(a) To find when the particle is at instantaneous rest, set the velocity \(v = 0\). First, integrate the acceleration to find the velocity:

\(v = \int (36 - 6t) \, dt = 36t - 3t^2 + c\)

Given \(v = 27\) when \(t = 2\), substitute to find \(c\):

\(27 = 36(2) - 3(2)^2 + c\)

\(27 = 72 - 12 + c\)

\(c = -33\)

Thus, the velocity equation is:

\(v = 36t - 3t^2 - 33\)

Set \(v = 0\) to find \(t\):

\(0 = 36t - 3t^2 - 33\)

\(3t^2 - 36t + 33 = 0\)

Solving the quadratic equation gives \(t = 1\) and \(t = 11\).

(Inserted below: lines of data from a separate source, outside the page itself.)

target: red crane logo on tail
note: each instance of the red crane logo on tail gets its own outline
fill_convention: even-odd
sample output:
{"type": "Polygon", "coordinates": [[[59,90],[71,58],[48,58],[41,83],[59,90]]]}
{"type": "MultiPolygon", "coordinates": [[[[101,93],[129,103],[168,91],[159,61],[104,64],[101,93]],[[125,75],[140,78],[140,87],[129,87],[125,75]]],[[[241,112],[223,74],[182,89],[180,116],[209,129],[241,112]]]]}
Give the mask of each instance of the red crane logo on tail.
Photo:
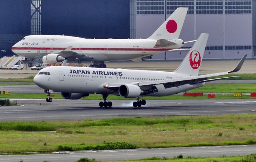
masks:
{"type": "Polygon", "coordinates": [[[196,50],[193,51],[190,53],[189,57],[189,62],[190,66],[193,69],[197,69],[201,64],[201,56],[199,52],[196,50]],[[192,58],[194,58],[194,59],[192,58]]]}

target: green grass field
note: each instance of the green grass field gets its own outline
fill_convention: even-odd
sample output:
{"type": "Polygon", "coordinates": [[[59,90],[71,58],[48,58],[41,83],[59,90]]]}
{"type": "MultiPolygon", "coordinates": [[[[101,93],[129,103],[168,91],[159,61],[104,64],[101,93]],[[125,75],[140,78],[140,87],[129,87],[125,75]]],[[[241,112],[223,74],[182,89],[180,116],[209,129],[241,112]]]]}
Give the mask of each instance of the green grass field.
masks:
{"type": "MultiPolygon", "coordinates": [[[[188,156],[184,158],[182,155],[177,155],[172,158],[168,158],[165,157],[162,158],[152,157],[152,158],[137,160],[124,160],[116,161],[117,162],[253,162],[256,160],[256,154],[251,154],[244,156],[232,156],[226,157],[225,155],[218,157],[201,157],[188,156]]],[[[90,159],[86,158],[82,158],[74,162],[100,162],[100,161],[95,159],[90,159]]]]}
{"type": "Polygon", "coordinates": [[[0,134],[1,153],[256,144],[256,115],[2,122],[0,134]]]}

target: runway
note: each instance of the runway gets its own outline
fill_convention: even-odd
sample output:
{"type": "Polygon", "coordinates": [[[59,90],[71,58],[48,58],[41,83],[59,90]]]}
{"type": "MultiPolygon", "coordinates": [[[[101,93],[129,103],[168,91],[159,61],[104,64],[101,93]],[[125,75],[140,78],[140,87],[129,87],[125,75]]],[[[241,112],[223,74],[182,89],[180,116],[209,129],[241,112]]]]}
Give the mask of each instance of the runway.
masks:
{"type": "MultiPolygon", "coordinates": [[[[0,82],[0,84],[7,84],[6,82],[0,82]]],[[[16,83],[11,82],[11,83],[16,83]]],[[[256,80],[217,80],[206,83],[206,84],[227,83],[256,83],[256,80]]],[[[8,90],[11,93],[43,93],[44,90],[35,84],[12,85],[0,86],[0,91],[8,90]]],[[[54,92],[55,93],[57,92],[54,92]]]]}
{"type": "Polygon", "coordinates": [[[166,116],[253,113],[256,100],[147,100],[133,108],[132,100],[112,100],[111,108],[99,108],[97,100],[17,99],[19,106],[0,108],[0,121],[81,120],[113,117],[166,116]],[[21,106],[21,104],[24,106],[21,106]]]}
{"type": "Polygon", "coordinates": [[[118,160],[139,159],[145,158],[165,156],[171,158],[181,154],[184,157],[218,157],[246,155],[256,152],[256,145],[180,148],[158,148],[117,150],[102,151],[84,151],[66,154],[33,154],[30,155],[1,155],[2,162],[18,161],[22,159],[26,162],[41,162],[47,160],[51,162],[74,162],[87,157],[101,160],[118,160]]]}

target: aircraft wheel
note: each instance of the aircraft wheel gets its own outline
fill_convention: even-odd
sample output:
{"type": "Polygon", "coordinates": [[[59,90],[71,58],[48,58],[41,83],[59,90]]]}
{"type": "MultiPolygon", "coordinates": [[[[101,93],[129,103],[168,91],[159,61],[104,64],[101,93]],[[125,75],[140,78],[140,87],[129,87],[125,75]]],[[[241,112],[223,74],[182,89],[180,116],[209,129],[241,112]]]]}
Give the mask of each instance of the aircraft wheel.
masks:
{"type": "Polygon", "coordinates": [[[112,104],[112,102],[110,101],[108,103],[108,106],[110,108],[111,107],[112,107],[112,105],[113,105],[113,104],[112,104]]]}
{"type": "Polygon", "coordinates": [[[141,106],[141,105],[142,105],[141,102],[140,101],[138,102],[138,107],[141,106]]]}
{"type": "Polygon", "coordinates": [[[103,107],[103,102],[102,101],[100,101],[99,103],[99,106],[100,106],[100,107],[101,108],[103,107]]]}
{"type": "Polygon", "coordinates": [[[133,104],[132,104],[132,105],[133,105],[133,107],[136,108],[138,106],[138,103],[136,102],[133,102],[133,104]]]}
{"type": "Polygon", "coordinates": [[[141,104],[142,105],[146,105],[146,100],[141,100],[141,104]]]}
{"type": "Polygon", "coordinates": [[[103,102],[103,106],[105,108],[106,108],[107,107],[108,107],[108,102],[105,101],[104,102],[103,102]]]}

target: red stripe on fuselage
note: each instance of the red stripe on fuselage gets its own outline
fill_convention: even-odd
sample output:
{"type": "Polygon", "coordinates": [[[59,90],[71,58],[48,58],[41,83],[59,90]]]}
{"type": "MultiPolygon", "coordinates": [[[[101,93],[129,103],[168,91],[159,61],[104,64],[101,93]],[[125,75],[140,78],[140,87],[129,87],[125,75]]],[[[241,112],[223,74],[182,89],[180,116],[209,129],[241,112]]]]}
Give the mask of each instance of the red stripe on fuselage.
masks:
{"type": "MultiPolygon", "coordinates": [[[[66,48],[50,48],[50,47],[12,47],[12,50],[64,50],[66,48]]],[[[172,50],[172,48],[73,48],[72,50],[89,50],[89,51],[165,51],[172,50]]]]}

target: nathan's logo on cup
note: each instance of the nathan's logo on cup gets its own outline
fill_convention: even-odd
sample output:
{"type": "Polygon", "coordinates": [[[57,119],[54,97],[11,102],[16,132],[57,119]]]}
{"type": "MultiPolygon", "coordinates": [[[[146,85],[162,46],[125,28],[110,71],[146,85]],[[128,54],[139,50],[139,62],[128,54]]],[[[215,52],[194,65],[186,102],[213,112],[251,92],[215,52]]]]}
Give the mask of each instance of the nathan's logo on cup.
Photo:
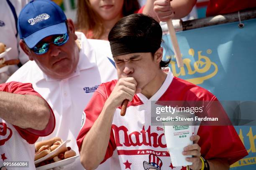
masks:
{"type": "Polygon", "coordinates": [[[46,13],[43,13],[38,15],[33,18],[30,18],[28,20],[28,23],[33,25],[36,23],[42,21],[44,20],[48,19],[50,18],[50,15],[46,13]]]}
{"type": "Polygon", "coordinates": [[[174,129],[174,130],[177,130],[188,129],[189,127],[188,124],[186,124],[185,125],[173,126],[172,127],[173,128],[173,129],[174,129]]]}

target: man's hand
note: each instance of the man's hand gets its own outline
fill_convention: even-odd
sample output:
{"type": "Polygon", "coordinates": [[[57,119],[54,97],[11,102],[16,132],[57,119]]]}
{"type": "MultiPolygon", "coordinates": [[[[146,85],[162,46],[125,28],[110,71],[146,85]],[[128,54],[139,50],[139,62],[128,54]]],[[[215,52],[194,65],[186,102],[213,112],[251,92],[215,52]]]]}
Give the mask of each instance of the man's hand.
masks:
{"type": "Polygon", "coordinates": [[[170,0],[156,0],[154,3],[154,11],[160,21],[166,22],[174,17],[170,0]]]}
{"type": "Polygon", "coordinates": [[[184,155],[192,155],[192,157],[187,157],[186,160],[188,162],[192,162],[189,168],[193,170],[200,170],[202,168],[202,162],[200,159],[201,156],[201,147],[197,142],[200,139],[200,137],[197,135],[193,135],[190,137],[190,140],[194,141],[194,144],[190,145],[184,148],[184,151],[182,152],[184,155]]]}
{"type": "Polygon", "coordinates": [[[136,92],[141,91],[141,89],[137,89],[137,82],[133,77],[126,77],[120,79],[107,100],[109,105],[116,108],[121,105],[124,99],[131,101],[136,92]]]}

(b) To find the total distance traveled, integrate the velocity to find the displacement:

\(s = \int (36t - 3t^2 - 33) \, dt = 18t^2 - t^3 - 33t + c\)

Evaluate from \(t = 0\) to \(t = 1\), \(t = 1\) to \(t = 11\), and \(t = 11\) to \(t = 12\):

\(s(0 \to 1) = 18(1)^2 - (1)^3 - 33(1) = -16\)

\(s(1 \to 11) = [18(11)^2 - (11)^3 - 33(11)] - [-16] = 500\)

\(s(11 \to 12) = [18(12)^2 - (12)^3 - 33(12)] - [18(11)^2 - (11)^3 - 33(11)] = -16\)

Total distance = \(|16| + 500 + |16| = 532 \text{ m}\).